The Milwr Tunnel is a mine drainage adit running some 10 miles from the hamlet of Cadole near Loggerheads, Denbighshire to Bagillt on the Dee Estuary in North Wales. It was originally built to drain the lead mines beneath Halkyn Mountain, which were plagued with flooding in their lower levels, but enabled the exploitation of new lodes and was variously used for the extraction of lead, zinc and limestone during its working history. It is part of a network of mines, lodes and natural cave systems – the Halkyn United Mines – that extends for up to 100 kilometres, the longest in the United Kingdom.

It forms part of the mine drainage system that is responsible for draining Ogof Hesp Alyn and leaving much of the River Alyn between Loggerheads and Rhydymwyn dry during summer months.

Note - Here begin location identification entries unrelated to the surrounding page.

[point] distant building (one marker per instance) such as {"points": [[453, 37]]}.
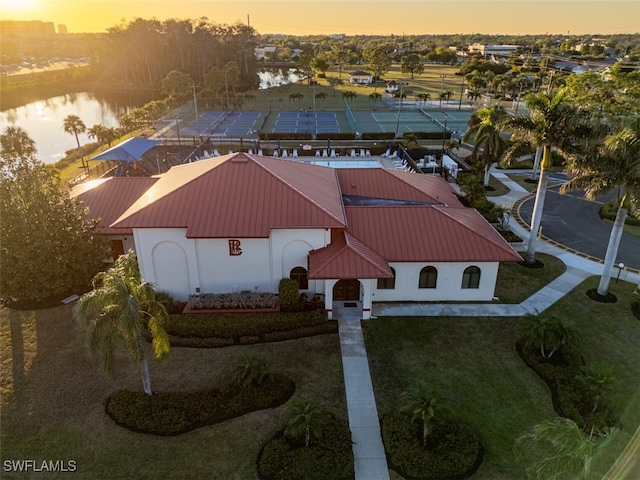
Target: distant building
{"points": [[360, 77], [26, 27], [496, 50]]}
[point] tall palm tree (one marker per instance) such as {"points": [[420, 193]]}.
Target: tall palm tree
{"points": [[304, 418], [420, 400], [615, 166], [560, 449], [553, 123], [122, 309], [599, 378], [73, 125], [16, 147], [489, 143]]}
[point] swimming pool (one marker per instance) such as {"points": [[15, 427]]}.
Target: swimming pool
{"points": [[345, 163]]}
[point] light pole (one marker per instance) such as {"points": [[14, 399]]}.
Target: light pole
{"points": [[444, 134], [620, 267], [399, 107]]}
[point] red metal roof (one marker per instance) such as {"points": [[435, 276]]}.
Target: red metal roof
{"points": [[428, 234], [396, 185], [240, 195], [347, 257], [108, 198]]}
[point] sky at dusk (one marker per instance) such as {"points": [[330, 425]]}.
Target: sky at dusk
{"points": [[370, 17]]}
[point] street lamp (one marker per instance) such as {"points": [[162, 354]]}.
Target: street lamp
{"points": [[178, 129], [399, 107], [444, 134], [620, 267]]}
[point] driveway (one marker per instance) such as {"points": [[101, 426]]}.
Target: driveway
{"points": [[574, 222]]}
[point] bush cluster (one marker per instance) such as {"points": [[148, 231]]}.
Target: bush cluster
{"points": [[569, 396], [173, 413], [235, 325], [454, 450], [329, 456]]}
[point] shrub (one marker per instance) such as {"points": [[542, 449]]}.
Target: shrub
{"points": [[455, 451], [173, 413], [330, 456], [288, 294], [235, 325]]}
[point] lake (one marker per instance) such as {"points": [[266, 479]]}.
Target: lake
{"points": [[43, 120]]}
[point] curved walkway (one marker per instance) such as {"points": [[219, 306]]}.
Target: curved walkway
{"points": [[368, 449]]}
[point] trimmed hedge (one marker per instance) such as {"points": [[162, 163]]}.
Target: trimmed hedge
{"points": [[285, 136], [234, 325], [173, 413], [329, 456], [454, 451], [569, 396], [336, 136]]}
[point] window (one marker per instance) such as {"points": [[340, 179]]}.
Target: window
{"points": [[299, 274], [428, 277], [471, 277], [387, 283]]}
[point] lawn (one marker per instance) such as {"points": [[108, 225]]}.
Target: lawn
{"points": [[53, 399], [487, 385]]}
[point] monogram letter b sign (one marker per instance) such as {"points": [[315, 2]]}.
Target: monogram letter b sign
{"points": [[234, 248]]}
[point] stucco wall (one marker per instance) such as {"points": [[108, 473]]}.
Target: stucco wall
{"points": [[448, 287]]}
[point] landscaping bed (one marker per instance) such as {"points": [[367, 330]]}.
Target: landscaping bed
{"points": [[225, 329], [329, 456], [453, 450], [569, 397], [173, 413]]}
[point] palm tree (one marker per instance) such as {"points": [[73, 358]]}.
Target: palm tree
{"points": [[420, 400], [614, 167], [349, 95], [560, 449], [599, 378], [304, 418], [375, 97], [16, 147], [489, 143], [250, 370], [553, 123], [551, 334], [122, 309], [73, 124]]}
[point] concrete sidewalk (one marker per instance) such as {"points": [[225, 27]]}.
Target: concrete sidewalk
{"points": [[368, 449]]}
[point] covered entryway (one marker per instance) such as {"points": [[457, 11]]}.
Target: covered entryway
{"points": [[346, 289]]}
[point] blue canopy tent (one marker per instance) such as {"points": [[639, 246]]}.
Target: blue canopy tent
{"points": [[127, 152]]}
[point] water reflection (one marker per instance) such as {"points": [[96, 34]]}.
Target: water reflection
{"points": [[276, 77], [43, 119]]}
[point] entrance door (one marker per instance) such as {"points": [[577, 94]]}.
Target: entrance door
{"points": [[347, 289], [117, 248]]}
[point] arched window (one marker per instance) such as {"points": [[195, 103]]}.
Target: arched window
{"points": [[387, 283], [471, 277], [299, 274], [428, 277]]}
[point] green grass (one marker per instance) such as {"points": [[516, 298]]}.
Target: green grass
{"points": [[516, 283], [488, 386], [53, 398]]}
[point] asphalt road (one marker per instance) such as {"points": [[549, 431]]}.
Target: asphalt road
{"points": [[575, 223]]}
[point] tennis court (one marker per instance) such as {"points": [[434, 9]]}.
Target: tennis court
{"points": [[306, 122], [234, 124]]}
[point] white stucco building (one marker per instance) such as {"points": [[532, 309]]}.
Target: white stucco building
{"points": [[244, 222]]}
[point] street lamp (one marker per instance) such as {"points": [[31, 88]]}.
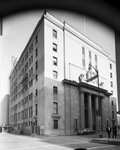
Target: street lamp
{"points": [[91, 79]]}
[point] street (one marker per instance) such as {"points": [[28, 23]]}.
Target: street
{"points": [[19, 142]]}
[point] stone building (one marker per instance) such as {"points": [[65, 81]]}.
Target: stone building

The first phase of the tunnel was driven by the Holywell-Halkyn Mining and Tunnel Company, a consortium of local mines, under the supervision of engineer Nathaniel R. Griffith of Wrexham. The Company was formed in 1896, its Secretary and Manager being John Philip Jones, and its directors listed as the Hon. C. T. Parker, H. A. Cope, J. B. Feilding, T. Snape, John Brock, Henry Taylor, and Eustace Carey. The mines involved hoped that the construction of the tunnel, by allowing them to work rich seams of ore at depth without incurring high pumping costs, would enable them to meet their low-cost international competition head-on.

Tunnelling was commenced in July 1897 at Boot End, Bagillt, from a point 9 feet below high water mark on the Dee foreshore, where self-acting flood doors were fitted. It was driven at a gradient of 1:1000, initially brick lined where it passed through coal measures and shale, and unlined after the first 1.5 miles where it passed through chert and limestone, successively reaching the Pen-yr-Hwylfa, Dolphin, Drill, Coronation and Caeau veins; a branch tunnel accessed the Old Milwr vein. In 1908 driving stopped 2 miles from the portal at Caeau Mine, the limit of the company's mineral rights, at which time the tunnel was draining some 1.7 million gallons of water per day through the drainage channel cut in its floor.